SpamAssassin depends heavily upon the Bayes machine learning engine.
I suspect it is the problem and is not working.  It is critical that
the Bayes engine be trained on email.  The best training is to train
on error.

As email is classified as spam it goes into my spam folder.  I review
the spam folder every day looking for misclassified messages.  If I
find one then I remove it from the spam folder and send it through
SpamAssassin for training as non-spam.

    sa-learn --ham

As email is classified as non-spam it goes into my inbox.  As I find
spam in my inbox I remove it from there and send it through
SpamAssassin for training as spam.

    sa-learn --spam

SpamAssassin itself I turn off the Bayes expiration with every message
because it takes a long time.  I have this in my
~/.spamassassin/user_prefs file.

    # Stop SA from running bayes expires (takes long time) during message
    # handling.  But now must have cronjob run sa-learn --force-expire!
    bayes_auto_expire 0

And then I have a personal cronjob that runs the expiration twice a day.

    0 1,13 * * *    test -d $HOME && sa-learn --force-expire >/dev/null

Some other important things to configure about SpamAssassin.

    # Default is 150000 tokens which on this busy system is one day.
    # Increase and then check if the tokens save more.
    bayes_expiry_max_db_size 500000

Give it a larger token database.  This helped quite a bit for me.

    trusted_networks 198.99.81.74/22
    internal_networks 198.99.81.74/22
    trusted_networks 192.168.0.0/16
    internal_networks 192.168.0.0/16
    whitelist_bounce_relays joseki.proulx.com

These above make sense for my network and everything depends upon what
you have on your network.  While you are debugging you will see if the
SpamAssassin DNSBL rules are working correctly.  You might need to
make adjustments to trusted_networks, internal_networks, and for any
whitelist_bounce_relays that you have in your setup.

> I've attempted to also blacklist the domains that are consistently sneaking
> through but don't think I have those set correctly. I'm hoping someone here
> can offer some insight.
>
> Most of these spammers are using sub-domains such as, m.domain.com, so I've
> been setting the domain in the blacklist filter like this:
> *domain.com
>
> Shouldn't that cover any and all traffic from the specified domain?

I don't do any blacklisting in my .spamassassin/user_prefs rules.  I
do all of my additional email filtering in my ~/.procmailrc rules.  Of
which I have an extensive allowlist of rules.

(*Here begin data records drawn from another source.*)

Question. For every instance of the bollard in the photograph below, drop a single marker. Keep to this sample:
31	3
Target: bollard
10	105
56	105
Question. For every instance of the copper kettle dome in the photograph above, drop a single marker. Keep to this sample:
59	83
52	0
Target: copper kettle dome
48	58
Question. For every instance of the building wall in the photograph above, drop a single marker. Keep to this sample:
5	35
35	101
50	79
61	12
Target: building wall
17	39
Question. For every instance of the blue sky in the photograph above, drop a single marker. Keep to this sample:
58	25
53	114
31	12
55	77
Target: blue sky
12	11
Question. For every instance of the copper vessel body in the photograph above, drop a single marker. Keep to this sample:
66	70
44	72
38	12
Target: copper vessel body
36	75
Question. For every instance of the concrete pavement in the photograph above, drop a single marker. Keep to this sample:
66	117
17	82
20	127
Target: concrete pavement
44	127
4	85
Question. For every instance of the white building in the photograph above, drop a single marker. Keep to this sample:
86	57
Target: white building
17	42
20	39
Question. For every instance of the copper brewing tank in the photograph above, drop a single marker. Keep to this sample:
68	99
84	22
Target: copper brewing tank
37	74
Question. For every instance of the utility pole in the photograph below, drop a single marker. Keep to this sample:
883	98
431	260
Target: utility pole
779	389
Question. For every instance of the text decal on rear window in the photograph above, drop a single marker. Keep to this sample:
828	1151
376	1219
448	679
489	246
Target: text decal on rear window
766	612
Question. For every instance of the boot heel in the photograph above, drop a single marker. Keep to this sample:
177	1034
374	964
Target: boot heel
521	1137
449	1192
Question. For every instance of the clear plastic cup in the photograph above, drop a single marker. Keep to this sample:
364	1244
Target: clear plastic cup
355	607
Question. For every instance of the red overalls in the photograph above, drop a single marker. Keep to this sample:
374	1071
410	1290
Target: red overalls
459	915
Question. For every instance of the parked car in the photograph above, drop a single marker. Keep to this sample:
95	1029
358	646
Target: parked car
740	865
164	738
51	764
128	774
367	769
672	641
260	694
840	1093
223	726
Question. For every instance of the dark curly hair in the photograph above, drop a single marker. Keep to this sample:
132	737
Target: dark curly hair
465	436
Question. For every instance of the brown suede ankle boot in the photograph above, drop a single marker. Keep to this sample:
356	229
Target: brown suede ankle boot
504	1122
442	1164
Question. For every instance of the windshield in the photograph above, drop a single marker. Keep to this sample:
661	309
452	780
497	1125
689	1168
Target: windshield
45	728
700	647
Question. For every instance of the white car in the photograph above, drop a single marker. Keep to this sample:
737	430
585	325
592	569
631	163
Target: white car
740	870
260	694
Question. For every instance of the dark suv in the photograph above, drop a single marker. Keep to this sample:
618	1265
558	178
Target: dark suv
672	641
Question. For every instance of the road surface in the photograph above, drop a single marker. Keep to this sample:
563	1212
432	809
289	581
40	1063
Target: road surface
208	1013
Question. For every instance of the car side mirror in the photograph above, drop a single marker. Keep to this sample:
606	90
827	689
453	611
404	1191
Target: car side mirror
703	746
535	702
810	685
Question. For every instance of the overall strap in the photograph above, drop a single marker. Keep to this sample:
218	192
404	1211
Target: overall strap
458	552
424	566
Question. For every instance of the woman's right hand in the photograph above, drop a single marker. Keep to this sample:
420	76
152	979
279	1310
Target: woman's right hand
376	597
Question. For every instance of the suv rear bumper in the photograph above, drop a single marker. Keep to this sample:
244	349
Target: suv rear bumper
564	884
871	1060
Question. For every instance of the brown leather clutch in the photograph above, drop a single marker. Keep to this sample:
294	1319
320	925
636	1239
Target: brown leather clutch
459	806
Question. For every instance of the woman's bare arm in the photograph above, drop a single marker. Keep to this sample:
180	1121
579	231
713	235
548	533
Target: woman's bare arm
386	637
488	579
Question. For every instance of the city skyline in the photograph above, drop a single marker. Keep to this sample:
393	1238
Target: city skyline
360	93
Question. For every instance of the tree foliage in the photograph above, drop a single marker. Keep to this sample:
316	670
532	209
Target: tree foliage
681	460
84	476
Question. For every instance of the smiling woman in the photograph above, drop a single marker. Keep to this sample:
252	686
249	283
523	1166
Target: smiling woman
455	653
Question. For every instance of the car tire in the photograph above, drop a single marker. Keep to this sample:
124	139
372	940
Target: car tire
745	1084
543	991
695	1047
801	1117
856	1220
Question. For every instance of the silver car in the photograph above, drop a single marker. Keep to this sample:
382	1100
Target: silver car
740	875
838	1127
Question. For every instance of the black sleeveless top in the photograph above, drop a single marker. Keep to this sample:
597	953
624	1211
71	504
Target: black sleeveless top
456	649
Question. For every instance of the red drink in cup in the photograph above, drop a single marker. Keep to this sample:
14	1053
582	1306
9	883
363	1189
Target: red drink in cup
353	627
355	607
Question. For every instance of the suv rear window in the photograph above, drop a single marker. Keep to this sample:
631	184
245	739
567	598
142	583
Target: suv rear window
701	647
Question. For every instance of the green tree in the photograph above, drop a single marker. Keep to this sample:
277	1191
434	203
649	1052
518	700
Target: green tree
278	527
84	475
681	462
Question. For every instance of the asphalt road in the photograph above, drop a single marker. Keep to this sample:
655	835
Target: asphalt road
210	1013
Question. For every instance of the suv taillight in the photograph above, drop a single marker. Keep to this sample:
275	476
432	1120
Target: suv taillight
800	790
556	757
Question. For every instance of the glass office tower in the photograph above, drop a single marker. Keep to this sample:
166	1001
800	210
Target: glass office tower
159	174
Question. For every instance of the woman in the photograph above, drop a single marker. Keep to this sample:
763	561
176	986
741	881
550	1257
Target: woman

My philosophy for my own filtering is that I put things I want and
find in my spam folder into an allowlist in my procmailrc file.  That
means that things that fall through there are more likely to be spam
due to it not being in my allow list.  Then feeding all of that more
likely to be spam to SpamAssassin/CRM114 and let it sort out the
remaining email.  This works well for me.

I still must review my spam folder every day.  It's pretty easy to
scan through the sea of spam that is filed there.  And then my eye can
pick out the odd non-spam message that comes through there every so
often.  And also if I am signing up for something and it sends me
email and I don't see it in my inbox I always suspect it went to my
spam folder and look there and only need to look at the most recent to
find those easily.  YMMV.

Bob